El Director Ma inmediatamente se animó y explicó:
—A las camaradas femeninas les gusta este tipo de estilo, con muchos patrones, definición de cintura.
Mire este abrigo, y esta blusa, ambos tienen solapas.
Además, este conjunto de faldas, no se encuentra a menudo este estilo por aquí.
Con mis años de experiencia en la industria, estoy seguro de que podremos conseguir rápidamente pedidos para ellos.
—¿Es así?
Estando en el departamento de logística, Wei Jincheng a menudo visitaba fábricas como esta y tenía cierta comprensión de las ganancias aquí, así que asintió con certeza.
—¿Continuará proporcionándoles nuevos diseños en el futuro?
—Lo hará.
…
Con diez bocetos de diseño, Xia Lin ganó instantáneamente una tarifa de diseño de dos mil yuanes, y su corazón se elevó en su camino a casa; incluso el aire parecía más dulce.
Pensó para sí misma que, ganando tanto en tarifas de diseño en cada temporada—primavera, verano, otoño e invierno—su sueño de comenzar su propia fábrica de ropa no estaba lejos.
«Si no fuera porque solo se graduó de la secundaria y encontraba algo difícil el conocimiento de la preparatoria, ¿por qué elegiría la Universidad Normal, conocida por sus puntajes de admisión más bajos?»
Pero estaba bien; tener un título universitario era suficiente.
Cuando Xia Lin pasó por el hospital, dudó durante mucho tiempo antes de entrar.
Le pidió al médico dos paquetes de condones.
Incluso para Xia Lin, que había vivido una vida anterior, este era un asunto vergonzoso, y solo se atrevió a entrar cuando no había muchos pacientes alrededor.
—Doctor, yo…
después de casarme con mi amado, no quiero tener hijos demasiado pronto, ¿hay alguna manera de evitarlo?
El médico pensó un momento y dijo:
—Puede tomar anticonceptivos herbales, pero no pueden garantizar una efectividad del cien por ciento para prevenir el embarazo.
—Ah…
—Xia Lin no estaba buscando medicina herbal; dudó durante bastante tiempo antes de finalmente tartamudear—.
He oído que hay algo como…
como una cubierta que puede prevenir el embarazo.
Aunque esta cosa existía, todavía era bastante desconocida para el público en general, y muchos ni siquiera sabían para qué servía.
El médico la miró y dijo:
—Sí, la fábrica de látex produce condones que también se pueden usar como anticonceptivos.
—¿El hospital los vende?
—Sí, un paquete contiene dos, y se pueden reutilizar.

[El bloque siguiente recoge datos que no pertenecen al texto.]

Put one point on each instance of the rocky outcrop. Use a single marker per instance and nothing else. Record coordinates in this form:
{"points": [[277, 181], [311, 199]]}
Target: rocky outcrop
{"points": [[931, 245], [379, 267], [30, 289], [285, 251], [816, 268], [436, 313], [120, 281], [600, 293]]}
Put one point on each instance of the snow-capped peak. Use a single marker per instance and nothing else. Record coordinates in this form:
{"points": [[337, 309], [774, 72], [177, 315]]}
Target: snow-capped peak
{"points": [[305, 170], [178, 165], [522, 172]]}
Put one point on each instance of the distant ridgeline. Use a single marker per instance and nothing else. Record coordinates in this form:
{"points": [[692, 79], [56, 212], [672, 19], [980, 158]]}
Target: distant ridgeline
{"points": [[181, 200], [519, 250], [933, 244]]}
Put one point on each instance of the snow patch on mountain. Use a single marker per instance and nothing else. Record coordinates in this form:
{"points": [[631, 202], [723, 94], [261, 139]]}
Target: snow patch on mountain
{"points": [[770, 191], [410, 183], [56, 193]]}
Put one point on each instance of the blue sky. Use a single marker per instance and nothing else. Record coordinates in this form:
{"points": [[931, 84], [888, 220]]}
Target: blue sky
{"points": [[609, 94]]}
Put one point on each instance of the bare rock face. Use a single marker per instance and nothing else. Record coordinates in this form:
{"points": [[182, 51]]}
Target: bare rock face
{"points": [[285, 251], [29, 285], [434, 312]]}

Deben lavarse inmediatamente después de su uso, y si desea usarlos nuevamente, deben limpiarse, secarse al aire y espolvorearse con talco o polvo corporal antes de guardarlos.
¿Sabe cómo usarlos?
El rostro de Xia Lin se puso rojo de repente, pero no quería que el médico le explicara nuevamente el uso específico.
—Lo sabré, usar.
El médico hizo una pausa notable pero no dijo nada y le dio dos paquetes por un total de dos yuanes.
Cuando Xia Lin salió del hospital, estaba tan acalorada y sudorosa que se sentía como una ladrona comprando condones.
Esa noche, cuando llegó a casa, antes de que Xia Lin tuviera la oportunidad de discutir sobre el control de la natalidad con Gao Shu, se encontró con la Segunda Cuñada Gao.
Al verla, Xia Lin supo que nada bueno venía.
La Segunda Cuñada Gao trabajaba en la Oficina de Agricultura y tenía un salario decente, y Gao Xuan no gastaba mucho en el ejército, por lo que la vida de la joven pareja era bastante buena.
La única insatisfacción que tenía era que había demasiadas personas en la familia, lo que significaba demasiados problemas con todos apretados juntos, y desde hacía tiempo quería vivir por separado.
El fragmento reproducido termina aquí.